Hier nun ein paar Vorschriften, die die Hundehaltung in NRW betreffen. Ich habe auf das Amtsdeutsch verzichtet. Wer den genauen Wortlaut wissen möchte, kann das Gesetz unten nachlesen.

Die Haltung  großer Hunde (ab 40 cm Widerristhöhe oder 20 kg Körpergewicht) ist der zuständigen Behörde anzuzeigen. Es ist erforderlich, die Sachkunde und Zuverlässigkeit (dies obliegt der zuständigen Behörde) nachzuweisen. Der Hund  muss fälschungssicher?! mit einem Chip gekennzeichnet und durch eine Hundehalterhaftpflichtversicherung geschützt werden.
Der Nachweis der Sachkunde kann durch einen anerkannten Sachverständigen oder durch bestimmte Tierärzte erteilt werden.
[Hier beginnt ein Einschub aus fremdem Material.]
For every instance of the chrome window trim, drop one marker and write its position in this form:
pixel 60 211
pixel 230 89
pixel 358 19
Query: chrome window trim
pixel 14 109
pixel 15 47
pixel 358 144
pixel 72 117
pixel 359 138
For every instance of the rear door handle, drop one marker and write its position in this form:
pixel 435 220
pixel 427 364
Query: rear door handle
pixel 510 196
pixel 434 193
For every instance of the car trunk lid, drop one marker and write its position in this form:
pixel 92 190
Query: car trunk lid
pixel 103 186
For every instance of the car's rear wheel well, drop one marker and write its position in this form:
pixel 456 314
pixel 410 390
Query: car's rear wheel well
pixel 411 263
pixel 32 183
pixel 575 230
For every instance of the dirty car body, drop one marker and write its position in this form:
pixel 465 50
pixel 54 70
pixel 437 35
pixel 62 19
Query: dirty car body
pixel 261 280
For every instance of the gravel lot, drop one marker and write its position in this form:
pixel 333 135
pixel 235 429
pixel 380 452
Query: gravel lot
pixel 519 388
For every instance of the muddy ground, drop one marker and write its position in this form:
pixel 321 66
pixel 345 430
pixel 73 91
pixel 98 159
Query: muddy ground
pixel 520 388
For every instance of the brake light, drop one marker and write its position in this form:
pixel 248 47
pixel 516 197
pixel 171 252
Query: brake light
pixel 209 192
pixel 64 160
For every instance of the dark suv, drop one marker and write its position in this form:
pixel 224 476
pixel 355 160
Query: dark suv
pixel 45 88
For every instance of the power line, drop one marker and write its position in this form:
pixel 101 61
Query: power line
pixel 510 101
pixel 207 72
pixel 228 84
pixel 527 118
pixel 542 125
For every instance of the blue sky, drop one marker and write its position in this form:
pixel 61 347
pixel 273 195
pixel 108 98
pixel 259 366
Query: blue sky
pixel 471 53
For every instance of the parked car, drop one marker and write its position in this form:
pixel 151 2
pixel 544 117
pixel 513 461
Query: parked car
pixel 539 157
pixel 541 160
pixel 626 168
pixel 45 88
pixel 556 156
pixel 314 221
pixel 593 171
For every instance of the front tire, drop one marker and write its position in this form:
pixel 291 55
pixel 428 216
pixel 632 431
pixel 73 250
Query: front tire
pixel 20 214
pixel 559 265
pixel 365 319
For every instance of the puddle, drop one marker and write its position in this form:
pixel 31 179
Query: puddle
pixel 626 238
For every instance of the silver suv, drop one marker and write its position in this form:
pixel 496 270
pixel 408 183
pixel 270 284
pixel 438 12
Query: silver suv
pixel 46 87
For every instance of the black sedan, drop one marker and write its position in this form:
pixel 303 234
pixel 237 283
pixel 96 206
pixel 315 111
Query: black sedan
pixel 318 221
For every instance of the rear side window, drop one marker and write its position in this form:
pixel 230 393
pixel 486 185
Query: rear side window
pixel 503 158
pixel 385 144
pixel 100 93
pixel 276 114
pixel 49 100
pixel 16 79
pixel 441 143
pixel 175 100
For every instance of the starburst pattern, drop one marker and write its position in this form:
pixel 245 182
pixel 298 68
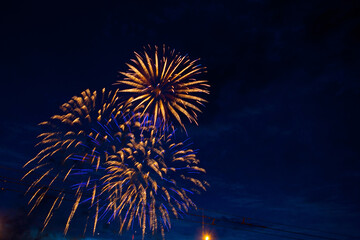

Wer ohne Vorkommnisse vor Inkrafttreten dieses Gesetzes mind. drei Jahre lang bereits große Hunde gehalten hat, benötigt diesen
Sachkundenachweis nicht (Sie  können auf dieser Seite Ihre Sachkunde online testen).

Große Hunde  sind außerhalb eines befriedeten Besitztums, innerhalb bebauter Ortsteile auf öffentlichen Straßen, Wegen und Plätzen angeleint zu führen.

Zusätzlich zu  den Bestimmungen für große Hunde, muss für die o.a. Rassen eine Haltungsgenehmigung von der zuständigen Behörde eingeholt werden, und es besteht Leinen- und Maulkorbpflicht außerhalb des eingefriedeten Privatgeländes. Hierfür kann eine Befreiung erteilt werden, wenn ein Verhaltenstest erfolgreich abgelegt wurde.